# Custom Chatbot Notebook

An OpenAI client is initialised by using environment variables and a tokenizer is set up for a specific model (`gpt-4o-mini-2024-07-18`). Also,the necessary libraries and custom utility functions are imported.

In [22]:
import pandas as pd
import os
from pathlib import Path
from dotenv import load_dotenv
import tiktoken

# Custom Functions
from fncs.utilities import (
    create_openai_client,
    response_generator,
    prompt_builder,
    calculate_total_cost
    )
from fncs.retrieval import (
    get_embedding,
    search_text,
    control_chunk_context
    )

# Load environment vars:
load_dotenv()
base_url_voc = os.getenv("OPENAI_BASE_VOC")
api_key_voc = os.getenv("OPENAI_API_VOC")
# Deployment model names
chat_name = 'gpt-4o' # 'gpt-4o-mini-2024-07-18' # 'gpt-4o-mini'
emb_name = 'text-embedding-3-small'
# Initialising OpenAI client
openai_client = create_openai_client(api_key= api_key_voc, base_url= base_url_voc)
tokenizer = tiktoken.encoding_for_model(chat_name)

### Loading dataset

In [23]:
proj_dir = Path(os.getcwd())
df = pd.read_csv(proj_dir / "data" / "2023_fashion_trends_embeddings.csv")
df.head(3)

Unnamed: 0,text,embeddings
0,Title: 7 Fashion Trends That Will Take Over 20...,"[-0.0008604738395661116, 0.02634955383837223, ..."
1,Title: 7 Fashion Trends That Will Take Over 20...,"[0.01805400848388672, 0.049275610595941544, 0...."
2,Title: 7 Fashion Trends That Will Take Over 20...,"[0.0642574205994606, 0.023316336795687675, -0...."

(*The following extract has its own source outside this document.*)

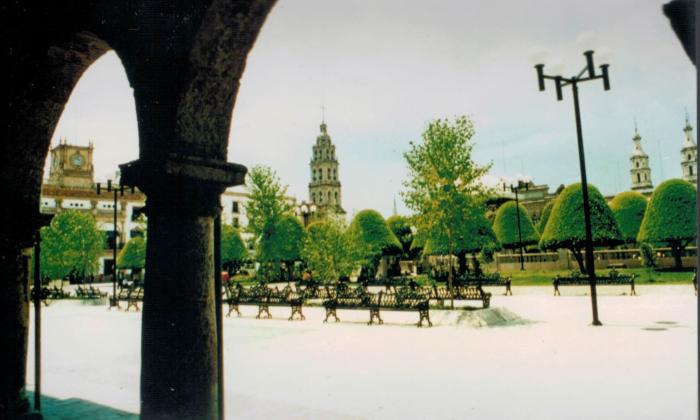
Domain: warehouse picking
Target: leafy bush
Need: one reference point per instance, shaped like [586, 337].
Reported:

The embeddings are stored as text/string in the DataFrame and need to be converted to lists/arrays

In [24]:
import ast
# Converting the string representations of embeddings to actual lists
df['embeddings'] = df['embeddings'].apply(lambda x: ast.literal_eval(x) if isinstance(x, str) else x)

Checking transformation

In [25]:
type(df[['embeddings']].iloc[0].values[0])

list

### Calculating Cosine Distances based on query


Below I create a query string about fashion trends in 2023. Then, by using the `get_embedding` function, the embeddings of the query are generated, by passing the query, OpenAI client, and embedding model as inputs.

In [26]:
query = "What is the most popular fashion trend about pants in 2023?"
query_emb = get_embedding(text=query, client = openai_client, model=emb_name)

The DataFrame `df` is sorted based on the cosine distance between the query embedding (`query_emb`) and the embeddings in the DataFrame using the `search_text` function, and stores the result in `df_sorted`.

In [27]:
df_sorted = search_text(df=df, embs_query=query_emb, cosine='distance')

In [28]:
df_sorted.head()

Unnamed: 0,text,embeddings,distance
1,Title: 7 Fashion Trends That Will Take Over 20...,"[0.01805400848388672, 0.049275610595941544, 0....",0.328703
58,Title: Spring/Summer 2023 Fashion Trends: 21 E...,"[0.03040272183716297, 0.039167024195194244, 0....",0.386368
3,Title: 7 Fashion Trends That Will Take Over 20...,"[0.030550595372915268, 0.04003358259797096, -0...",0.406843
44,Title: Spring/Summer 2023 Fashion Trends: 21 E...,"[0.022972876206040382, 0.05934659391641617, 0....",0.409787
5,Title: 7 Fashion Trends That Will Take Over 20...,"[0.01975318044424057, 0.05273978039622307, 0.0...",0.427201


### Prompt Template



Creating the system prompt to be used in the chatbot

In [60]:
system_prompt = "You are an expert fashion trend analyser. Based only on the provided information you must analyse and summarise the trends and provide an accurate answer."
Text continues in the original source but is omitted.